Many of these tributes are helping us form a picture of the man he really was as the public only saw a very private man dedicating his day-to-day life to serving others.
The prince’s longtime friend and biographer Gyles Brandreth revealed that one of his rules in life was to never talk about yourself and his advice to his children and grandchildren was to never give personal interviews.
But as stories are shared about the prince a different picture of the man we thought we knew is emerging.
One poignant memory was shared by author Paul Brandus who tweeted an anecdote from the book “The Death of a President.”
He recalls the moment Queen Elizabeth‘s husband flew to Washington for the funeral of John F Kennedy after he was killed in 1963.
“A story about Prince Philip, who died today at 99,” Brandus writes in the tweet. “The weekend of the Kennedy assassination, he flew to Washington for the funeral.

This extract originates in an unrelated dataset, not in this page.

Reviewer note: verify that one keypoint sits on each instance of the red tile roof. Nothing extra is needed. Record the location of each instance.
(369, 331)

At the White House on Sunday, Nov. 24, 1963, Jacqueline Kennedy was looking for John Jr. and opened the door to his playroom.”
He continues, “There she found the Prince sprawled on the floor, playing and laughing with the murdered president’s son. Days from his [3rd] birthday, John had said earlier that he “didn’t have anybody to play with” (also: “where’s Daddy?”) and her Majesty’s husband decided that he would entertain the boy. RIP.”

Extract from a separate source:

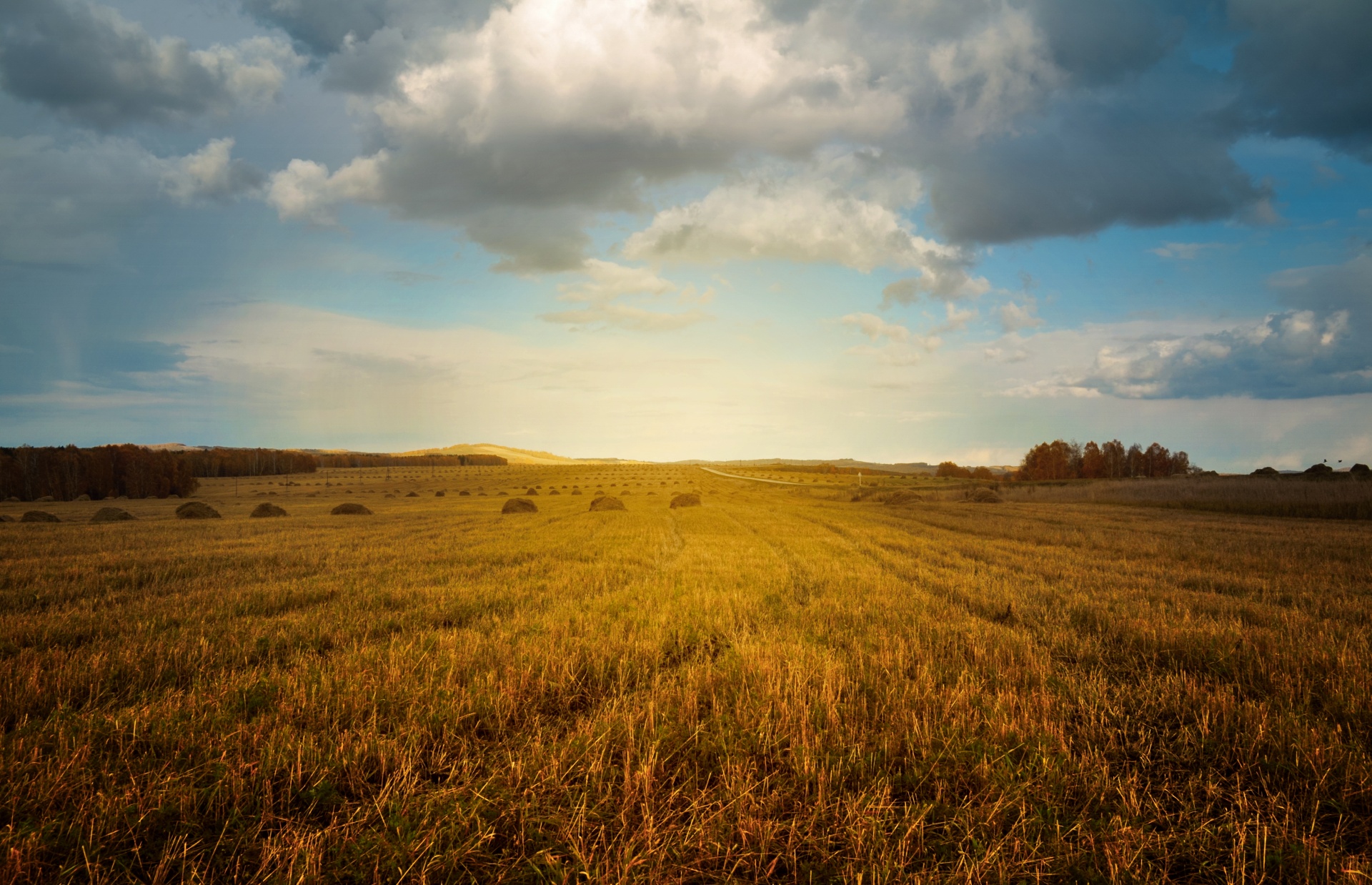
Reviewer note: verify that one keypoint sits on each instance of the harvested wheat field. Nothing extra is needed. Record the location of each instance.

It seems the troubles Prince Philip experienced growing up has given him a great empathy for children who suffer loss and trauma.
Born in Corfu in 1921 he was the youngest child and only son of Prince Andrew of Greece and Denmark and Princess Alice of Battenberg. At the age of 8 he was separated from his parents and four older sisters after his mother had a mental breakdown.
He never lived in the same house as his immediate family again, spending his childhood between boarding school and his mother’s family in England.
To see a child who had just lost his father playing on his own in his room must have struck a chord with the prince who also had a lonely childhood without his parents.
It seems Prince Philip never forgot John F Kennedy Jnr as Brandus also shared a photo of Philip holding the boy’s hand a year and a half later during a ceremony in Britain.
“In May 1965, the British government gave an acre of land to the United States for a memorial to the murdered president at Runnymede – site, 750 years earlier, of King John signing the Magna Carta. Here, John Jr. holds hands with his Mom and the Prince,” he captions the photo.
Sadly the child Prince Philip comforted all those years ago lost his life at 38 years old after the plane he was flying along with his passengers wife Carolyn Kennedy and sister in law Lauren Bessette crashed in 1999.
Images of Prince Philip as a doting father have also been shared; he has four children, 8 grandchildren and 10 great-grandchildren.
As a grandfather he also became a strong support system for Prince Harry and Prince William after they lost their mother Princess Diana in 1997.
The brothers were just 15 and 12 years old when they walked with their mom’s casket during her state funeral in 1997.
It was their grandfather Philip who was there with them every step of the way; according to reports the duke wasn’t meant to walk behind the casket but did so to support his grandsons who were reluctant to do so.
Now, following Philip’s death, Harry and William are expected to walk beside their grandfather’s casket as they did for their late mother at his funeral on Saturday.
It seems only right that so many positive stories are being shared about Prince Philip; we all need to be reminded that above all he was a loving father, grandfather, and great grandfather with so much to give to the younger generation.